Check out this article for some examples of using it with Play! Framework.
Here's a simple example:
public ComplexClass {
public Long id;
public String name;
// And lots of other fields you don't want
public String toJsonString() {
// Include id & name, exclude all others.
JSONSerializer ser = new JSONSerializer().include(
"id",
"name",
).exclude("*");
return ser.serialize(this);
}
}
You can add it to your dependencies.yml like so:
require:
- play
- net.sf.flexjson -> flexjson 2.1
What I usually do is write an interface for models that implements a toJSONString() method so that I can call renderJSON(someModel.toJSONString()) in the controller.
Link to official website
EDIT: Extra example for lists/collections
Ok, when you start serializing list you might get some unexpected results. This is because the order of evaluation is important. The first include() or exclude() takes precedence over the following ones.

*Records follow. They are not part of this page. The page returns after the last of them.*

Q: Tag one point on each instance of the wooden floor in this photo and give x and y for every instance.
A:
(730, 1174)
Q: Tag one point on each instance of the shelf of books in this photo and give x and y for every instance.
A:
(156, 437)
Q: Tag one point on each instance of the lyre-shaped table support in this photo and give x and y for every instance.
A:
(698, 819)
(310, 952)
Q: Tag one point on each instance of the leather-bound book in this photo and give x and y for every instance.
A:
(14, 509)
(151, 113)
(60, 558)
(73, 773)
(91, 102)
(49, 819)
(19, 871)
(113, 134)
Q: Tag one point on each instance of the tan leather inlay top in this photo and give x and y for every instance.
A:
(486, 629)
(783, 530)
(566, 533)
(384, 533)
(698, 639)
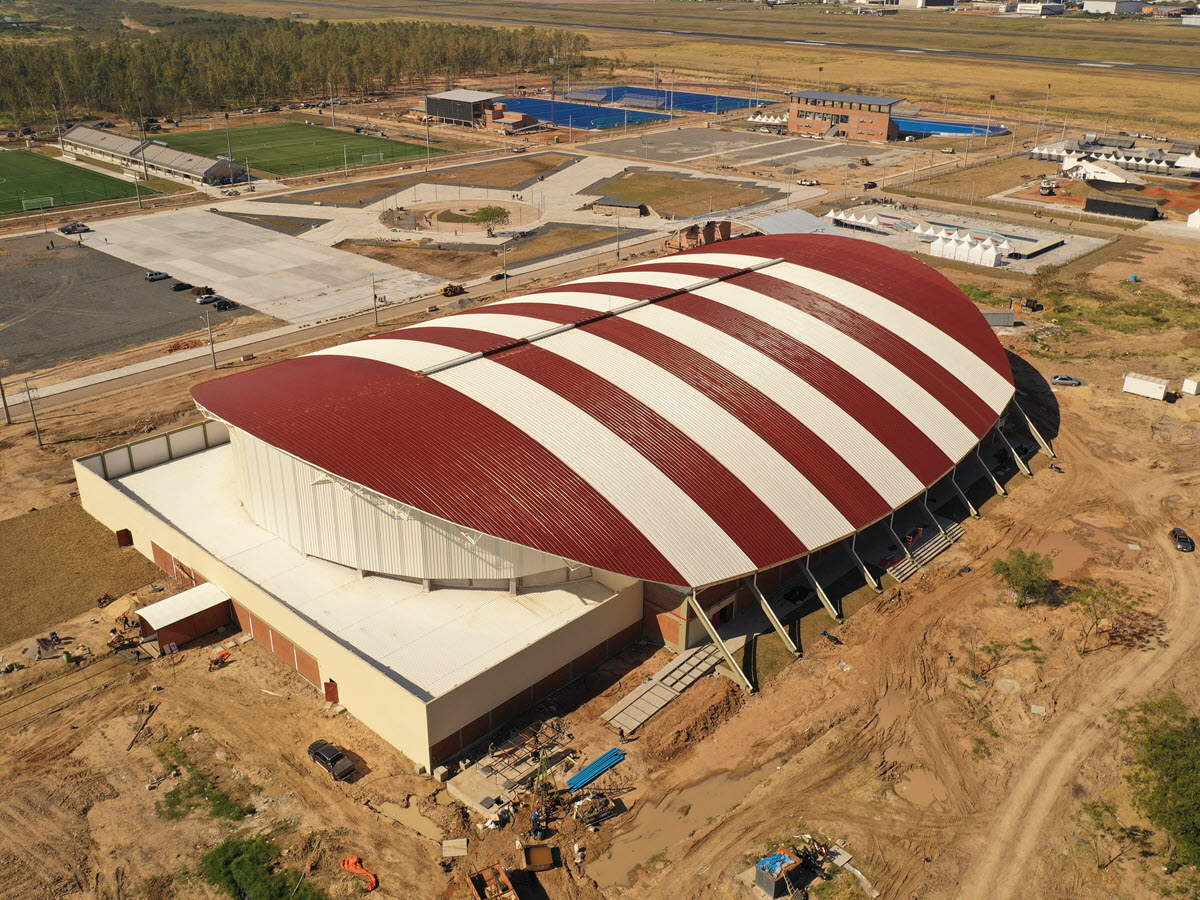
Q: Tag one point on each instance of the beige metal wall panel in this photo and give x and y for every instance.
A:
(336, 521)
(371, 696)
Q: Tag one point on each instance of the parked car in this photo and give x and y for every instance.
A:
(330, 759)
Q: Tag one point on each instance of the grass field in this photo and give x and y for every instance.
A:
(294, 149)
(28, 175)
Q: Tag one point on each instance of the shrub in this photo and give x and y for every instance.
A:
(1026, 574)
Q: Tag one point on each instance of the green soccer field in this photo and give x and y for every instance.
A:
(25, 175)
(294, 149)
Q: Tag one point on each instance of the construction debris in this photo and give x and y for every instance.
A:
(354, 864)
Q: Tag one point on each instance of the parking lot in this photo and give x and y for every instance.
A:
(75, 303)
(287, 277)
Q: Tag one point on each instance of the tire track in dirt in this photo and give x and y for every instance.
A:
(1037, 790)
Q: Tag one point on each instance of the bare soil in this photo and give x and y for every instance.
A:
(450, 263)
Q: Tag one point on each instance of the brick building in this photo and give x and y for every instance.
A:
(825, 114)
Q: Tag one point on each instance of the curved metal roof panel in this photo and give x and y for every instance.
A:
(684, 420)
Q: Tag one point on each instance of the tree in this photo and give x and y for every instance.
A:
(1101, 817)
(1164, 749)
(1097, 604)
(492, 217)
(1026, 574)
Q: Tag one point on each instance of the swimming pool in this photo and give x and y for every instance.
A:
(939, 126)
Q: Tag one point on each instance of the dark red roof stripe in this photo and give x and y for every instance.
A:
(897, 276)
(924, 370)
(897, 432)
(453, 457)
(738, 510)
(826, 469)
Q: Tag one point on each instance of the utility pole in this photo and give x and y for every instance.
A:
(213, 347)
(1045, 107)
(33, 413)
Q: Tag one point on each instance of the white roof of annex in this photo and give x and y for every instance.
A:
(426, 642)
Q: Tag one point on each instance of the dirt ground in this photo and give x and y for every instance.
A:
(426, 257)
(940, 784)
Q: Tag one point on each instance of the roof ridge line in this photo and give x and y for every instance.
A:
(597, 317)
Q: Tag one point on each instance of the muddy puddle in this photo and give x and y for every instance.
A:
(675, 817)
(412, 819)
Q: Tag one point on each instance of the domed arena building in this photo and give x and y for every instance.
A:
(441, 526)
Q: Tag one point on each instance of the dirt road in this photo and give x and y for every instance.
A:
(1037, 793)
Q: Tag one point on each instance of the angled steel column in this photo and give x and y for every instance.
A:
(862, 565)
(1017, 457)
(972, 510)
(774, 619)
(1035, 432)
(821, 594)
(720, 645)
(995, 484)
(924, 502)
(897, 537)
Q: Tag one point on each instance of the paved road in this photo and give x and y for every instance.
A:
(767, 40)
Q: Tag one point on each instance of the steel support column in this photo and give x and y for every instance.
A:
(924, 502)
(739, 676)
(897, 537)
(1017, 456)
(1035, 432)
(972, 510)
(862, 565)
(821, 594)
(995, 484)
(774, 619)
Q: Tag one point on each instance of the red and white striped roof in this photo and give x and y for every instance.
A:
(684, 420)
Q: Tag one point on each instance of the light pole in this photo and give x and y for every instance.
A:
(1045, 107)
(213, 347)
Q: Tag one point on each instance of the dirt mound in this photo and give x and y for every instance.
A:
(691, 718)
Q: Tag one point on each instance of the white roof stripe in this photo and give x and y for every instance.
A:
(657, 507)
(973, 372)
(877, 465)
(759, 466)
(898, 389)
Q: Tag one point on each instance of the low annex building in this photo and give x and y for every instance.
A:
(441, 526)
(827, 114)
(150, 157)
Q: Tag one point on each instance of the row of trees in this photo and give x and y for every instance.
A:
(251, 61)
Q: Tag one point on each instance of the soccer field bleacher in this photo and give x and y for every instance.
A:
(30, 181)
(295, 149)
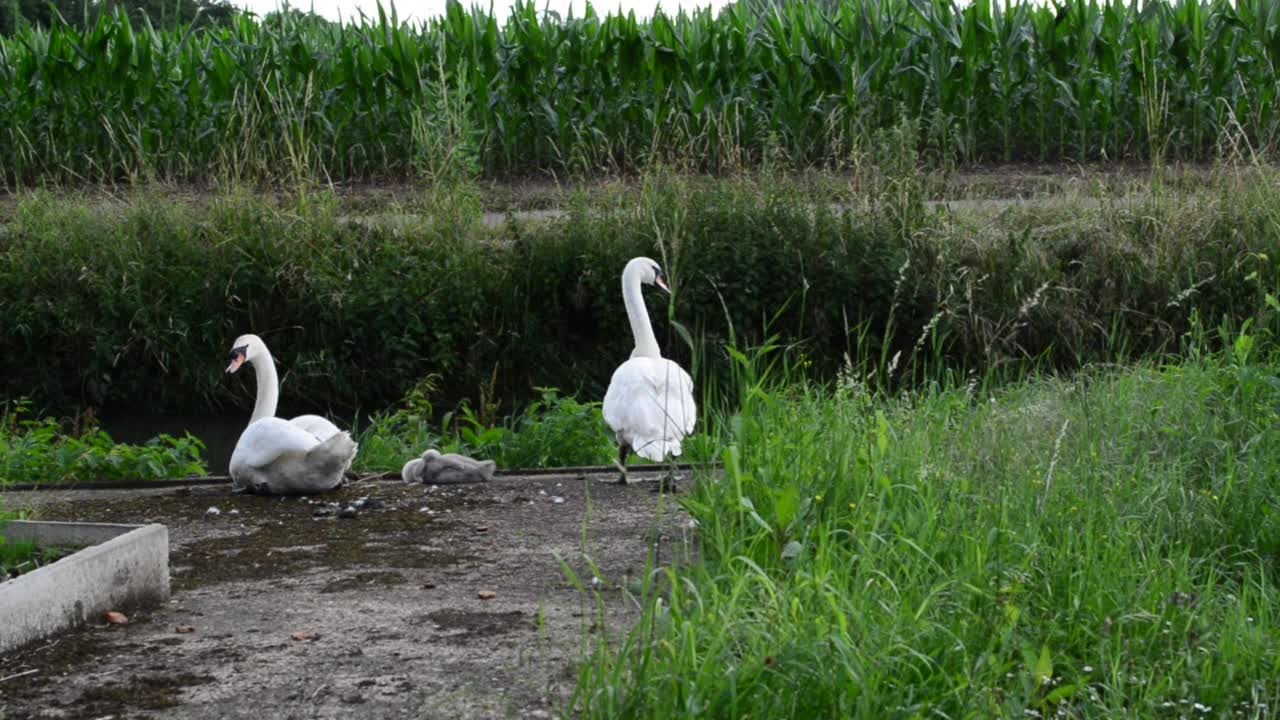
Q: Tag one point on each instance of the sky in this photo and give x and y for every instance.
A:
(416, 10)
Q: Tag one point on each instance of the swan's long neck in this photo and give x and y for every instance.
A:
(647, 345)
(268, 387)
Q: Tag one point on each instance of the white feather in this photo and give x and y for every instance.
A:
(304, 455)
(649, 402)
(650, 406)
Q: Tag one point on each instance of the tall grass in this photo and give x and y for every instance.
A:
(1100, 546)
(805, 82)
(131, 305)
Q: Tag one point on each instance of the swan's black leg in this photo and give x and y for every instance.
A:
(622, 463)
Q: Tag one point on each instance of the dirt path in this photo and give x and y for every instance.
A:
(392, 598)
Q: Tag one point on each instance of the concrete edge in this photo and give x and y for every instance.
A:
(123, 568)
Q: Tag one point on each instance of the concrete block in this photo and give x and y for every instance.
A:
(122, 568)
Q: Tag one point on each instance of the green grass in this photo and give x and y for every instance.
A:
(1097, 546)
(754, 85)
(42, 451)
(127, 305)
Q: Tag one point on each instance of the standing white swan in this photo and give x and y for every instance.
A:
(304, 455)
(649, 404)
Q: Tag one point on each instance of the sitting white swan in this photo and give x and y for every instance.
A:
(304, 455)
(437, 469)
(649, 404)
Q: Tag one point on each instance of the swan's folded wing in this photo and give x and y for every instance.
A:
(269, 440)
(316, 425)
(650, 400)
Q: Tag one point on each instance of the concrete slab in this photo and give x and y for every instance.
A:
(120, 568)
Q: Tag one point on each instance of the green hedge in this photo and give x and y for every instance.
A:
(133, 306)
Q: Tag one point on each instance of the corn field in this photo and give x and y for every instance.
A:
(800, 83)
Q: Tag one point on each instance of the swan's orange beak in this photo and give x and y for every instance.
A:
(237, 359)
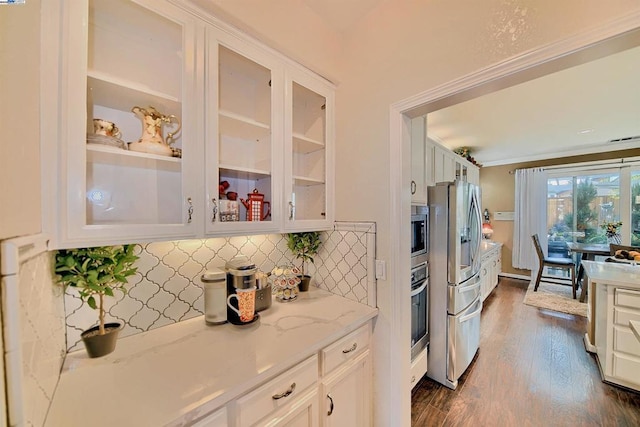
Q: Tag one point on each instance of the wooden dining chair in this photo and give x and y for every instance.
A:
(563, 263)
(613, 248)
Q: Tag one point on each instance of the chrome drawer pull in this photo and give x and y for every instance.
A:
(353, 348)
(285, 394)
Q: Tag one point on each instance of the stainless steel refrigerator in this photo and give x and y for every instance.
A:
(454, 260)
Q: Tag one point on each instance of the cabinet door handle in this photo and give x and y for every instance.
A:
(285, 393)
(291, 211)
(190, 210)
(353, 348)
(330, 411)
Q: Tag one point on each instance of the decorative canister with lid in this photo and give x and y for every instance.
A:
(215, 297)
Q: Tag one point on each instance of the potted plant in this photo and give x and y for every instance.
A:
(304, 246)
(96, 273)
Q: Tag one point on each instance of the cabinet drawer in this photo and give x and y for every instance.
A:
(345, 349)
(217, 419)
(280, 391)
(627, 298)
(624, 340)
(621, 316)
(626, 368)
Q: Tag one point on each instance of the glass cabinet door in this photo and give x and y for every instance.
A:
(309, 179)
(136, 142)
(242, 170)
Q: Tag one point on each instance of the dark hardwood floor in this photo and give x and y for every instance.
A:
(531, 370)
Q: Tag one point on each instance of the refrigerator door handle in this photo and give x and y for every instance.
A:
(473, 287)
(420, 289)
(471, 315)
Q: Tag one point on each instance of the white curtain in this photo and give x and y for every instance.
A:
(530, 216)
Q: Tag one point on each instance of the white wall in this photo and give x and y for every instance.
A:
(400, 49)
(19, 119)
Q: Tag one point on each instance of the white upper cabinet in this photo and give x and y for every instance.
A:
(419, 158)
(243, 158)
(309, 162)
(200, 131)
(131, 67)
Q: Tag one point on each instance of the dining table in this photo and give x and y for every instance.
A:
(589, 252)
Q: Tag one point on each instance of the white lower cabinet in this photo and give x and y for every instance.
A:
(617, 348)
(216, 419)
(347, 394)
(302, 413)
(331, 388)
(490, 268)
(282, 391)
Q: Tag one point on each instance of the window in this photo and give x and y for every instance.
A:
(579, 201)
(635, 208)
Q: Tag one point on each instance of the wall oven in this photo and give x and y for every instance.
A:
(419, 309)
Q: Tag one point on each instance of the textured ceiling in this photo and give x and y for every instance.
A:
(574, 111)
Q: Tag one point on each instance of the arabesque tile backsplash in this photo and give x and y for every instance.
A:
(167, 289)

Here's an example of serializing the childs of a parent entity (OneToMany relation).
JSONSerializer ser = new JSONSerializer();
// Exclude these standard fields from childs
ser.exclude(
"*.persistent",
"*.class",
"*.entityId"
);
// Include childs and all its other fields
ser.include(
"childs",
"childs.*"
);
// Exclude everything else
ser.exclude("*");
String data = ser.serialize(parent);
The * is a wildcard by the way. This piece of documentation explains it perfectly:
An exclude of *.class will match to any path depth. So if flexjson is serializing the field with path of "foo.bar.class" the * in *.class will match foo.bar.